Era um tempo em que esses lugares eram povoados pela histeria, na maioria mulheres, e foi nesse contexto que Freud se inseriu, propondo a cura pela palavra, proposta ancorada na descoberta do Inconsciente. Sobraram torpedos, como era de se esperar: como o todo poderoso homem aceitaria a hipótese de que era incapaz até de se comandar a si mesmo?
A histeria deu lugar, nas vagas dos manicômios, à psicose maníaco-depressiva, e esta logo foi substituída por neuróticos e psicóticos. Essa forma de identificar sofrimentos psíquicos foi amplamente divulgada, e passou a fazer parte do vocabulário popular.
A Psiquiatria foi radicalmente modificada com a descoberta dos psicotrópicos, na década de 1950, e a publicação do DSM-III, inaugurando a era da Psiquiatria biológica. Era a medicina tentando encontrar na biologia a explicação para todos os sofrimentos psicológicos, através do casamento bem sucedido e altamente lucrativo entre psiquiatras e laboratórios farmacêuticos, e isso foi um enorme alívio para as pessoas.
Porque Freud denunciava o mal estar do sujeito perante a cultura e a sociedade, e a psiquiatria prometia curar esse mal estar com uma pílula a cada 8 horas. Então a Medicina coloca a culpa no gene do sujeito enquanto a Psicanálise chama o mesmo sujeito à reflexão sobre sua responsabilidade no processo daquela doença. Fica mais do que claro para onde o sujeito vai: em vez da dor de assumir a parte da responsabilidade que lhe toca, entra na farmácia.
Depois, faz isso com sua própria família.
Por dialogar intimamente com a cultura, a Psicanálise reabre sempre a ferida que a Medicina quer curar, e que é representada pelo mal estar entre o sujeito e a sociedade em que tem que viver.
Esse é o cenário atual, e essa é a origem das picuinhas entre alguns psiquiatras e alguns psicanalistas, o que não significa que seja entre a Psiquiatria e a Psicanálise.
Ocorre que a Psicanálise lida com a presença do sujeito, como sujeito, dentro de um grupo social. E acontece que a cultura muda constantemente, impulsionada pela tecnologia e pela mudança de costumes, então a Psicanálise, embora mantenha seus princípios básicos, exige que o Psicanalista se ajuste às condições da cultura onde está inserido naquela hora, dia e lugar.

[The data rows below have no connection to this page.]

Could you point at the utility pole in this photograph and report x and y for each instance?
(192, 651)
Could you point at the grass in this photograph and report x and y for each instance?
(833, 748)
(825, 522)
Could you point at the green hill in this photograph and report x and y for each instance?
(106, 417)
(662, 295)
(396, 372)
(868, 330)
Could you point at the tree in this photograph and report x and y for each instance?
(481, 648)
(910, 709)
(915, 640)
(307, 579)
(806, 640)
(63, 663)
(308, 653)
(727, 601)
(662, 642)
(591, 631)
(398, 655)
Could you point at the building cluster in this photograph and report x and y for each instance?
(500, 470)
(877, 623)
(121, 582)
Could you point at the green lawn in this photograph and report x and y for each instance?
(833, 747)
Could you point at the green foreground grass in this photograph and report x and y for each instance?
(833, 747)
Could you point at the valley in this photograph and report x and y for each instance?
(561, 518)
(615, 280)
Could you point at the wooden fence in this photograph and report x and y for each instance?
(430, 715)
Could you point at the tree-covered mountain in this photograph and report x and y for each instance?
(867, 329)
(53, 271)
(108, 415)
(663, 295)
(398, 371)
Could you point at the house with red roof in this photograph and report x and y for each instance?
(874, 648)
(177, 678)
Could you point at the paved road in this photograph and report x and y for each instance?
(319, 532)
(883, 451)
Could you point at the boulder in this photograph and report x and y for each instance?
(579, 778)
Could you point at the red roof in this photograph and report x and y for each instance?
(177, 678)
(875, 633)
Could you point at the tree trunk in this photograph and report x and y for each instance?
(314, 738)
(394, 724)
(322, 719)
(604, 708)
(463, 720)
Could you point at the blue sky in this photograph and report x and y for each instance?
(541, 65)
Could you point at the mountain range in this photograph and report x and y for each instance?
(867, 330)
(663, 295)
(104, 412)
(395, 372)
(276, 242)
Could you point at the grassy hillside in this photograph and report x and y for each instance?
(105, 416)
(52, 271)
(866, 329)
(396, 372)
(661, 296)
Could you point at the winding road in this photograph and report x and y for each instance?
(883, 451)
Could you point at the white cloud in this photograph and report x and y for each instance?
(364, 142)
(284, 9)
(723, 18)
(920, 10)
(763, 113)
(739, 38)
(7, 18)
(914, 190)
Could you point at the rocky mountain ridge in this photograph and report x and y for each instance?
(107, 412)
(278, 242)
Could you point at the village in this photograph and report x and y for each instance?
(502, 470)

Em outras palavras: um psicanalista atuando na França e outro atuando no Irã seguirão os mesmos básicos princípios de Id/Ego/Superego e suas consequências, mas cada um observará, e através dessa observação conduzirá, seu cliente de forma diferente.
Psicanálise não é Teoria da Relatividade, que é geral para todo o planeta. Psicanálise é a arte suprema da individualidade, de conhecer aquele sujeito dentro daquela cultura naquele momento.

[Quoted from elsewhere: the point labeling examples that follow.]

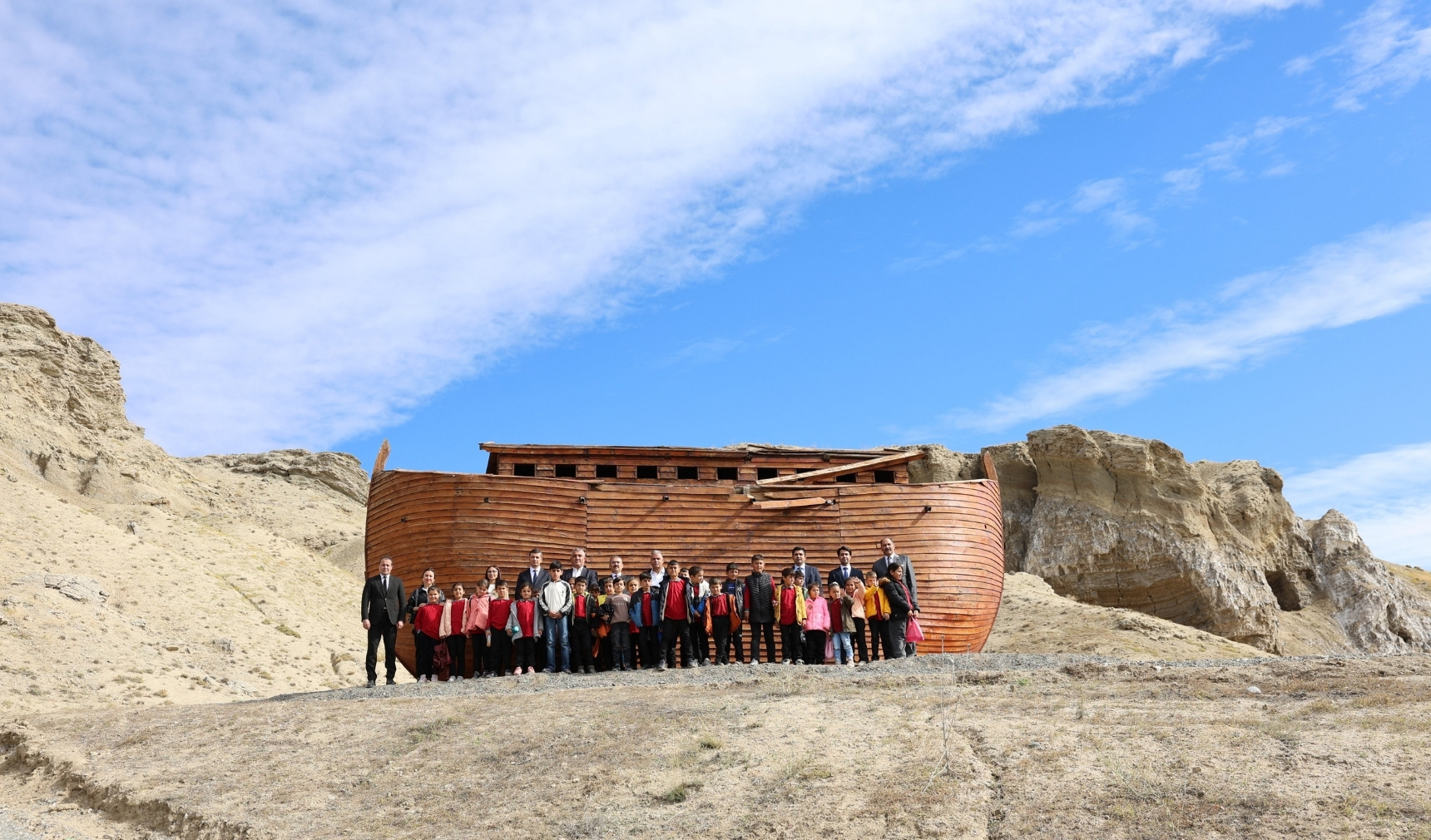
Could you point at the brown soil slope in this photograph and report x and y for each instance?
(914, 749)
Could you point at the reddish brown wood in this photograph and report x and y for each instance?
(459, 524)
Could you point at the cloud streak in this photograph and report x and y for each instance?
(1379, 272)
(1385, 49)
(1387, 494)
(294, 222)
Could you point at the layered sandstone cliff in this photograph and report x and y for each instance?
(133, 577)
(1129, 522)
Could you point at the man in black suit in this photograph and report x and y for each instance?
(538, 577)
(582, 570)
(797, 564)
(534, 574)
(383, 619)
(759, 610)
(882, 570)
(843, 571)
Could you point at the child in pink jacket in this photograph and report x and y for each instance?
(817, 625)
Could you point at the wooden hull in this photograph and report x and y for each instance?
(459, 524)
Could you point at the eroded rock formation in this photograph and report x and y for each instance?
(1129, 522)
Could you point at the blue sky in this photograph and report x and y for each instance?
(328, 225)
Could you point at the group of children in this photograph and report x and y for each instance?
(560, 625)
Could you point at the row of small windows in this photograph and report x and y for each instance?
(691, 472)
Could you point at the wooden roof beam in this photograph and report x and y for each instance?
(848, 468)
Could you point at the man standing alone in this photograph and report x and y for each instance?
(383, 619)
(760, 610)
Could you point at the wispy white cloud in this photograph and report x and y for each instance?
(1387, 494)
(1108, 200)
(1385, 49)
(1369, 275)
(1226, 155)
(295, 220)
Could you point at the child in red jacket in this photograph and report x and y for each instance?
(457, 641)
(498, 640)
(427, 623)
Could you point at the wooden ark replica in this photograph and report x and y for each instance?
(701, 506)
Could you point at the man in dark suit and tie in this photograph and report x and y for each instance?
(797, 563)
(882, 570)
(534, 574)
(383, 619)
(582, 570)
(843, 571)
(538, 577)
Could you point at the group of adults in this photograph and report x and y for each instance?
(387, 607)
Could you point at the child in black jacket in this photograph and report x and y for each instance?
(586, 615)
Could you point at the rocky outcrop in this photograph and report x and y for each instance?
(62, 415)
(1124, 521)
(338, 471)
(1377, 610)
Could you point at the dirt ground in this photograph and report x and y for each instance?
(929, 748)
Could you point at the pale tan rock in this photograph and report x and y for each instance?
(136, 578)
(1379, 611)
(1124, 521)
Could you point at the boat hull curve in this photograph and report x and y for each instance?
(458, 524)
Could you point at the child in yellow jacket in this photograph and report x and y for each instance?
(878, 615)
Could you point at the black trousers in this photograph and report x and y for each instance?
(620, 645)
(720, 629)
(425, 645)
(500, 653)
(769, 630)
(879, 637)
(526, 651)
(792, 641)
(703, 643)
(388, 633)
(650, 645)
(894, 639)
(457, 649)
(478, 653)
(580, 645)
(815, 647)
(673, 630)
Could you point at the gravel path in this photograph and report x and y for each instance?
(10, 832)
(721, 674)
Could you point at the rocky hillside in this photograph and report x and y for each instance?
(1129, 522)
(133, 577)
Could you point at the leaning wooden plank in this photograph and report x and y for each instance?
(783, 504)
(848, 468)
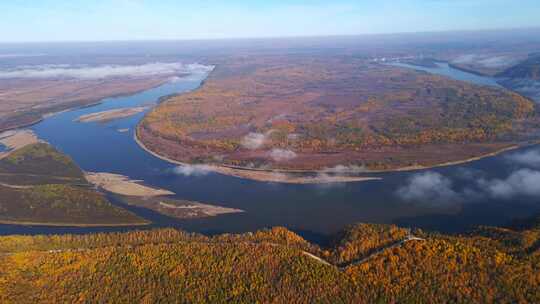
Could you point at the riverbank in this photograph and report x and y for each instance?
(15, 140)
(272, 176)
(322, 176)
(106, 116)
(119, 184)
(77, 225)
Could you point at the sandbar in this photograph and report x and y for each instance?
(122, 185)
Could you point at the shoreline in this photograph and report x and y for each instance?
(277, 176)
(237, 171)
(71, 107)
(75, 225)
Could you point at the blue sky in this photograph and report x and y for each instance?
(67, 20)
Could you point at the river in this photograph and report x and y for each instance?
(314, 211)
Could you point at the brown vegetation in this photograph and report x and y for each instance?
(272, 266)
(40, 186)
(26, 101)
(295, 113)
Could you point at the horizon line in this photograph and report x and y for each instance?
(274, 37)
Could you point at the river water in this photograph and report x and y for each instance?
(450, 199)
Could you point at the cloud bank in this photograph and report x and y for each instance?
(192, 170)
(103, 71)
(433, 187)
(524, 182)
(428, 187)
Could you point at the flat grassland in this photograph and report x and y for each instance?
(26, 101)
(307, 114)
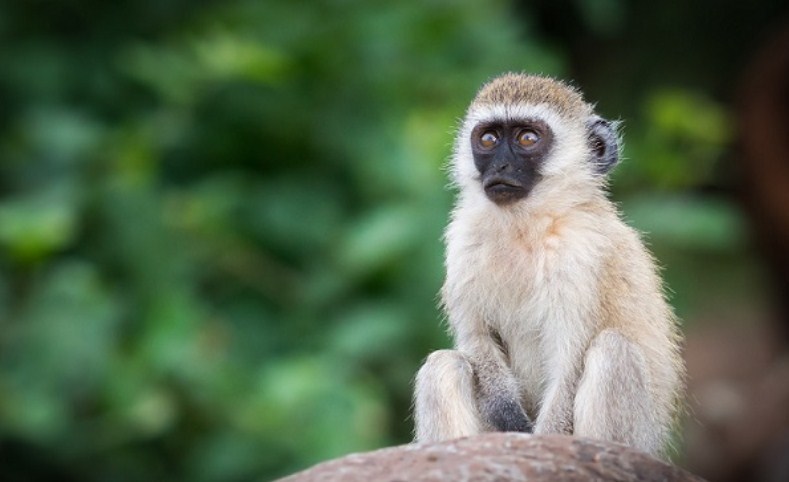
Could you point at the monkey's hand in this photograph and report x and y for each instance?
(503, 413)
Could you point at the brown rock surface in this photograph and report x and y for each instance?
(498, 457)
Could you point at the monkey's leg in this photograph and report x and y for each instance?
(444, 401)
(613, 401)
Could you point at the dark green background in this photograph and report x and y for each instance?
(220, 221)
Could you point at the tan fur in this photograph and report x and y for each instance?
(589, 344)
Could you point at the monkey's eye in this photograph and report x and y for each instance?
(528, 138)
(488, 139)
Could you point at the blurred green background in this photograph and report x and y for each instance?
(220, 221)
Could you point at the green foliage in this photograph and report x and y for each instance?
(220, 222)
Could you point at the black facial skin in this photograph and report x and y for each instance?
(509, 168)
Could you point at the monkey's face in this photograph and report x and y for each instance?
(530, 138)
(508, 156)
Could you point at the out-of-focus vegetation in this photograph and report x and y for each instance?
(220, 222)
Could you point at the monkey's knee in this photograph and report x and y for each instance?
(614, 401)
(444, 402)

Aí uma construção teórica rica e vasta, que exige anos de estudo e dedicação extrema por toda a vida, às vezes é criticada por causa de uma frase que um psicanalista falou em um certo contexto de uma certa região deste planeta.
Dentro desse espírito, Lacan promoveu uma volta a Freud. Porque Freud, ao sistematizar a Psicanálise, deixou espaços suficientes para todos os teóricos que viessem após ele. Você pode pegar um conceito de Freud (neurose? Libido? Édipo? Pulsões? Recalque? Inconsciente? Perversidade polimorfa?) observar a cultura onde está inserido, e fixar seu trabalho nesse conceito.
Foi o que fez Lacan, e mais tarde vou falar disso. E é o que faço eu.